Gilberto Pichetto Fratin crede nella staffetta con la fissione e nella capacità dei mini reattori di sostituire quel base-load energetico (completato dalle rinnovabili) che oggi viene garantito dal gas.

Fusione nucleare, il ruolo dell’Italia e le prospettive della tecnologia

Cosa fare con le scorie

In Italia va ancora risolta la grana del Deposito per le scorie nucleari, e secondo il ministro “le scorie, le nostre scorie, che sono del nucleare prima e seconda generazione, sono combustibili per la nuova generazione, di conseguenza si tratta di trovare un accordo tra Paesi, su chi le utilizzerà”. Se le utilizza l’Italia “dobbiamo solo pagare l’affitto per averle tenute”, dice il ministro. Se le utilizzano altri Paesi, “voglio capire quanto ci danno”.

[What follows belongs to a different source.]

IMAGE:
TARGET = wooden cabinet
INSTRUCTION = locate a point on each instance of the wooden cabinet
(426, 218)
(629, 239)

Poi “c’è il tema di quelli che sono i rifiuti civili e sanitari. Noi in questo momento abbiamo circa 100 ‘capannoni’, la sfida è quella di arrivare a individuare un luogo, un sito per un deposito dei rifiuti a bassa e media intensità”. Rifiuti che “abbiamo in ogni angolo del paese”, spiega.

La newco per il nucleare

Intanto entro fine anno – secondo gli auspici del ministro delle Imprese e del Made in Italy Adolfo Urso – si attende anche la newco Enel-Leonardo-Ansaldo che si occuperà di studiare la fattibilità degli impianti e si concentrerà sulla fase di ricerca.

Il mix energetico

Pichetto è profondamente convinto della necessità di nucleare italiano anche guardando i dati sul mix energetico. Nonostante l’attuale progressione nella crescita di nuova potenza rinnovabile permetterà di raggiungere “l’obiettivo di 80 GW al 2030”, non va dimenticato che questo “non è il punto di arrivo, perché ci vuole un mix di energia. Tutte le previsioni ci dicono che nei prossimi 20 anni ci sarà più che un raddoppio della domanda di energia”.